Scott Frohardt to Compete in Fourth NCAA Championships
March 14, 2002
By Scott D. Jones
When Scott Frohardt defeated Northern Iowa's Jon Garvin, 8-0, to win the West Region championship, he qualified for his fourth consecutive trip to NCAA Championships. This year's championships will be on March 21-23 in Albany, N.Y.
Frohardt, who is ranked 13th in the nation, currently has a 42-4 (91.3 percent) won-loss record and leads the team with 116 takedowns, 17 major decisions and a dozen pins. In his four-year Air Force career, Frohardt has an impressive 148-33 overall record, perhaps the most in Air Force history.
Earlier in the season, Frohardt beat Mike Parsons of the Virginia Military Academy to not only help secure Air Force's third consecutive All-Academy wrestling championship, but the team co-captain also became the first wrestler ever to capture his weight class all four years of his college career.
While consistent may be a good description, head coach Wayne Baughman said the best word to describe Frohardt, is "leader."
"He's been our leader since he got here," Baughman said. "He's as close to the 'whole man' concept as anyone here at the Academy could ever want." Baughman adds that Frohardt leads by example as well as on the mat. "His teammates look up to him and athletes in the other sports see this as well. They elected him President of the student athletes association. That's an honor and a big responsibility."
Undefeated in dual meets for the last two seasons and one of four 2001-02 NCAA qualifiers on the team, Frohardt was recruited by Baughman after a stellar high-school career at Parker's Ponderosa High. Frohardt was a three-time state champion and was sought after by several national programs. But Baughman had an edge he may not have been aware of at the time.
"I decided that I wanted to come to the Air Force Academy when I was eight years old and my parents brought me here for a soccer tournament," Frohardt recalls. "I saw all the airplanes and guys jumping out of them and I told them right then that this was the place I wanted to be. It was a pretty easy decision."
Wrestling at the 149 pound weight class, Frohardt, says he likes the individual aspects of his sport and the fact that toughness pays off. "I like the physical challenge that wrestling offers. This is a sport where the tougher guy is always going to win." He says the individualistic nature of wrestling forces him to prepare in his own way in addition to team practices. "I do things like run and lift away from practice - it keeps me aware mentally and prepared for competition."
Highly popular and still involved with his high school wrestling program as a volunteer at Ponderosa, school boosters and Frohardt's fans got together earlier this season and chartered a pair of busses to come watch their standout alumnus wrestle against Big-12 Conference foe Nebraska in December.
"It was great for that group of about 90 people to come down to watch me wrestle," he recalls. "There was a little more pressure on me that day, but I was fortunate to win my match."
Frohardt said that being a team captain and a cadet means that there are always people watching him. And he uses his high profile to good advantage.

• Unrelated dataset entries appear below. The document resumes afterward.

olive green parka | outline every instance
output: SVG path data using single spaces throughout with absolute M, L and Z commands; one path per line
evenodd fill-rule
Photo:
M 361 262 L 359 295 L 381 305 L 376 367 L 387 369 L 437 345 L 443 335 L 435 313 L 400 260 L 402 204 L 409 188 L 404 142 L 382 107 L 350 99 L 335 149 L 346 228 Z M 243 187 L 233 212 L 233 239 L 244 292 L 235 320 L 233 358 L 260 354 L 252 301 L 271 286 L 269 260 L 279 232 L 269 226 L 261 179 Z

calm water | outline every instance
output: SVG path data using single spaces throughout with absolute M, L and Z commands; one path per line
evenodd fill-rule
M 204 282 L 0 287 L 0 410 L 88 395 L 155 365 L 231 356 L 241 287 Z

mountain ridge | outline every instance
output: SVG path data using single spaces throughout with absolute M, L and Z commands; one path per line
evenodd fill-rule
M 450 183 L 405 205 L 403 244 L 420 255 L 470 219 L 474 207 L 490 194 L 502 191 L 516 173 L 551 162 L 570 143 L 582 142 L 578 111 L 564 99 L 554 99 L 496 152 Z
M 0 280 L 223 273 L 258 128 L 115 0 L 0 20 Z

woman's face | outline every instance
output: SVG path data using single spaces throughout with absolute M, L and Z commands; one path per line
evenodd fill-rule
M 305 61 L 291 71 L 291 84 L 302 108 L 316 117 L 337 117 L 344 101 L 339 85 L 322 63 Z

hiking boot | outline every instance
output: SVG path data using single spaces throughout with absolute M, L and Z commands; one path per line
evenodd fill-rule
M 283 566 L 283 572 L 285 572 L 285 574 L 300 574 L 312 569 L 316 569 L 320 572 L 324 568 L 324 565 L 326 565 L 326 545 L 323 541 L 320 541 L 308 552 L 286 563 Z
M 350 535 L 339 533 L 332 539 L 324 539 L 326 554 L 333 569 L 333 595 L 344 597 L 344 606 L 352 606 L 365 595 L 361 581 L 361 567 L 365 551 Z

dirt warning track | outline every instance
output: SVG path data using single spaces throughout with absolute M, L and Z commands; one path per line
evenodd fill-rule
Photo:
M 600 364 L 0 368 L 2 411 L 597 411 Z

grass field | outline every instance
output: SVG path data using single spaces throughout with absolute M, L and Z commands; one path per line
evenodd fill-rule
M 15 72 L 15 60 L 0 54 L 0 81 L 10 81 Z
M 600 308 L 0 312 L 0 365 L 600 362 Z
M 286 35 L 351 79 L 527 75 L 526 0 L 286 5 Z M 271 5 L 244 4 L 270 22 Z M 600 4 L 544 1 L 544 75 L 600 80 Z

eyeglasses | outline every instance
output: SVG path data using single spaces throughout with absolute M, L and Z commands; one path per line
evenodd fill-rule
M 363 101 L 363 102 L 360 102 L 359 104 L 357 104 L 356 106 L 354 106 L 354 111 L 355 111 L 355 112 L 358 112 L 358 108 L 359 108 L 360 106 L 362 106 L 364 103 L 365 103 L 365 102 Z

"Every time I go to a practice to help out, kids come up to me and ask about the Academy and what it's like. I tell them about the friendships that you make and the opportunities you have that few people get to do," Frohardt said. "I also tell them that being here takes sacrifice. You're going to have to miss out on some things, but a few hours of extra work is a fair trade for a lifetime of skills."
On the mat, Frohardt, is eyeing his first All-American ranking as well as a national title, something Air Force has not had since Don Henderson in 1968. Since Air Force and Wyoming are the only Mountain West schools to field wrestling teams, the Falcons compete with a group of independents that make up the West Region.
After qualifying for the national meet, the top eight finishers in each weight class are named All-Americans. According to Baughman, Frohardt is wrestling in arguably the strongest weight class in the nation and has a tough challenge ahead. "Some people say the NCAA meet is tougher than the Olympics. Scott's in a tough weight class but we're hoping he's one of those surprise wrestlers that sneaks up and gets some upset wins."
Later this spring when his collegiate career is over, Frohardt's got his sights set on flying C-17s.
"I want to be an All-American. This year is my last chance to do that. But after it's over, I'll be getting ready for flight training," Frohardt said.